Preventive screening most commonly refers to the commonly dreaded colonoscopy, although there are less recommended options. The procedure — which takes less than 30 minutes — saves lives, and according to the CDC, as many as 60 percent of deaths linked to colon cancer could be avoided by such regular screening.

The recommended age at which to begin colonoscopy screening is 50 years old, with African Americans being advised to start at age 45. High-risk individuals should also begin screening at an earlier age. This includes those with a first-degree relative diagnosed with colon cancer or polyps, especially when diagnosed prior to age 50; or with certain genetic predispositions, such as a relative diagnosed with ovarian or endometrial cancer. Anyone in these high-risk groups should share their family history with their physician and inquire about screening at an earlier age.

Colonoscopy screenings should be every 10 years thereafter unless recommended more frequently by your doctor due to diagnosis of polyps or for those with the previously mentioned high-risk traits. Again, consult with your physician to discuss frequency of screening.

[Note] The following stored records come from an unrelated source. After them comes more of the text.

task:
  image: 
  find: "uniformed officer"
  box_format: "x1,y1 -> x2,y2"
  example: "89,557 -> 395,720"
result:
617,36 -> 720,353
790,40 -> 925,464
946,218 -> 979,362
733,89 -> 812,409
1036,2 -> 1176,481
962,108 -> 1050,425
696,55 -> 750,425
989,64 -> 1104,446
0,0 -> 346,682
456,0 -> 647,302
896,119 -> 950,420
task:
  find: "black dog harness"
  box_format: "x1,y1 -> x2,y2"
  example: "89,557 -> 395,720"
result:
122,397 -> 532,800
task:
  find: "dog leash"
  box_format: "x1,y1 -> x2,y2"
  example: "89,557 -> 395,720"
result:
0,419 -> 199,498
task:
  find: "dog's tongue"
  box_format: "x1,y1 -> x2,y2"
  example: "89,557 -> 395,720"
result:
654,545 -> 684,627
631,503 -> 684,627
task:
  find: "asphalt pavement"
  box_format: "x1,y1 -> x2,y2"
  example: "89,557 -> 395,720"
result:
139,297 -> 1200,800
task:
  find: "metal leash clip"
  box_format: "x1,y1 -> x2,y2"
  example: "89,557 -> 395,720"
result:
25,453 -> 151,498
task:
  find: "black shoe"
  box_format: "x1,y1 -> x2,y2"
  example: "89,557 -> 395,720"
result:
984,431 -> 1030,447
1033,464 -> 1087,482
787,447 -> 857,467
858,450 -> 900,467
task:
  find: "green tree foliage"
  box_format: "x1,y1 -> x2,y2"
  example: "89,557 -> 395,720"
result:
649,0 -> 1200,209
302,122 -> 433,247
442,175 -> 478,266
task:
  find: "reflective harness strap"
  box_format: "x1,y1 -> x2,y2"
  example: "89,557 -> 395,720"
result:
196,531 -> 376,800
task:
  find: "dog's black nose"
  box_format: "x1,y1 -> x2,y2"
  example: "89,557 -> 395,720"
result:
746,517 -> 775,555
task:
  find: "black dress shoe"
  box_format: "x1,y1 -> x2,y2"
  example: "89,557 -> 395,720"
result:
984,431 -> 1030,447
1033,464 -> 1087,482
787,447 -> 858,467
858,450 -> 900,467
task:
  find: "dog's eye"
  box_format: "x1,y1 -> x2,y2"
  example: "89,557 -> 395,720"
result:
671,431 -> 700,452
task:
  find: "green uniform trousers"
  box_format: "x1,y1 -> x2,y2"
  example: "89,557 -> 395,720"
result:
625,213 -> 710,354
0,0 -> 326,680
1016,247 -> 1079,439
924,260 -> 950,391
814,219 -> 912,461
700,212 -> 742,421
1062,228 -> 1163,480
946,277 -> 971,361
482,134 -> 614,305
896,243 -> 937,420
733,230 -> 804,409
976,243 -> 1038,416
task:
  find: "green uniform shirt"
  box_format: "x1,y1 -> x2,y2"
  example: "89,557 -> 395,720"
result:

While the colonoscopy gets a bad rap, anyone who has experienced one will tell you that the procedure itself is the easy part. The prep for bowel clean-out means taking only liquids the day before the procedure until the prep begins with a regime to clear the bowel. No food or drinks are allowed from midnight before until after the procedure. For most, that's the unpleasant part. After the procedure, you may resume eating, although not heavily the first day, and resuming a normal diet after that.

Dr. David Blumberg, Chief of Colorectal Surgery with Carroll Health Group of Carroll Hospital Center, cites Maryland as being in the top 10 — number six in fact — in the country for colonoscopy screening rates. That's the great news. However, on the flip side: only two-thirds of those who should be getting screened are actually doing it, leaving one-third of the candidates for screening at risk for missing an opportunity to prevent or diagnose a potentially treatable cancer.

In fact, in 2011 Carroll and Baltimore counties saw approximately 500 new cases of CRC in addition to 1,000 deaths from the often-preventable disease. Blumberg suggests that reasons for not receiving screening most often is due to patient non-compliance, in many cases secondary to lack of or inadequate health insurance.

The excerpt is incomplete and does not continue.